We wanted to mark this milestone by highlighting some of the accomplishments that the Yaya Foundation has made in the last year with the support of the Rare As One grant and community:

  • Launched the 4H Leukodystrophy Research Network (or #4HCN), a collaborative research network of researchers, clinicians, and patients/families from different disciplines and labs across the globe.

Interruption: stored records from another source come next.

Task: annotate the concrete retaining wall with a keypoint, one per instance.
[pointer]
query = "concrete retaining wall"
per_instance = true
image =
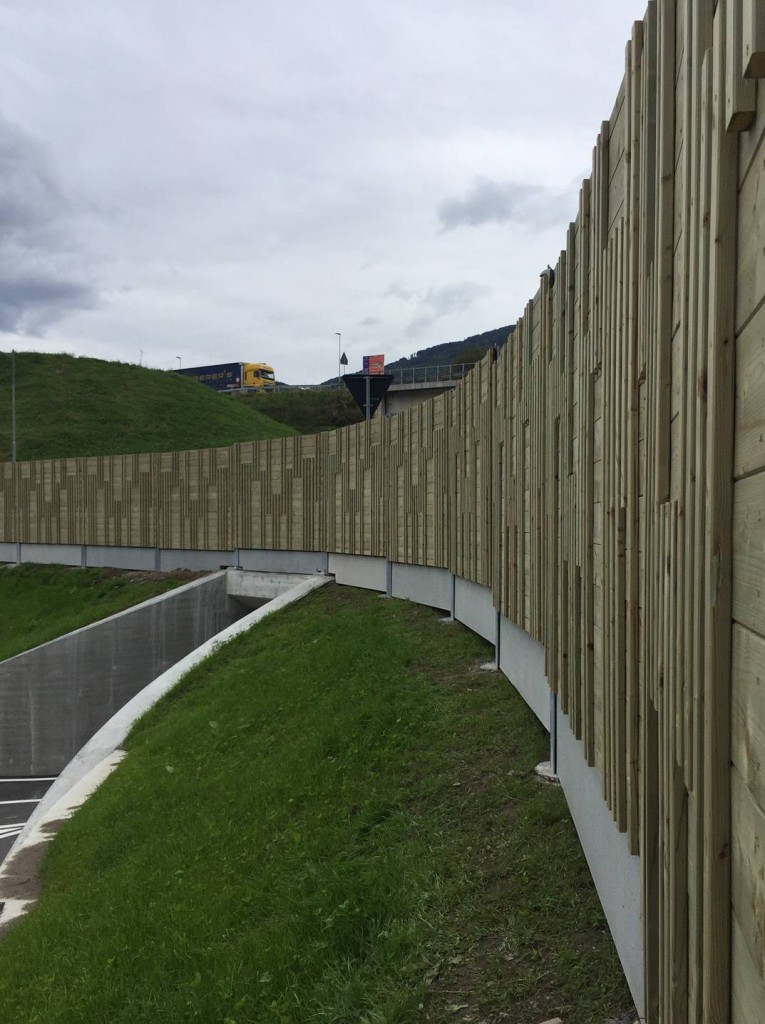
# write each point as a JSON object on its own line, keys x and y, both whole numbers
{"x": 54, "y": 697}
{"x": 521, "y": 659}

  • Hosted 2-day working meeting of #4HLCN focused on discussing current state of science and potential pathways to better disease understanding and therapeutic discovery.
  • Created a strategic Research Roadmap toward developing a cure and therapies for 4H and started executing on it.
  • Hosted several #4HLFamilies Zoom calls at which families and caregivers connected, sharing knowledge and best practices, and just getting to know and connect with each other.
  • Created significant organizational capacity, building a professional, mission-driven team, streamlining organizational policies and practices, and working towards a sustainable fundraising model.

The Yaya Foundation is proud to be #RareAsOne and we look forward to continuing to accelerate research and support our community of families affected by 4H.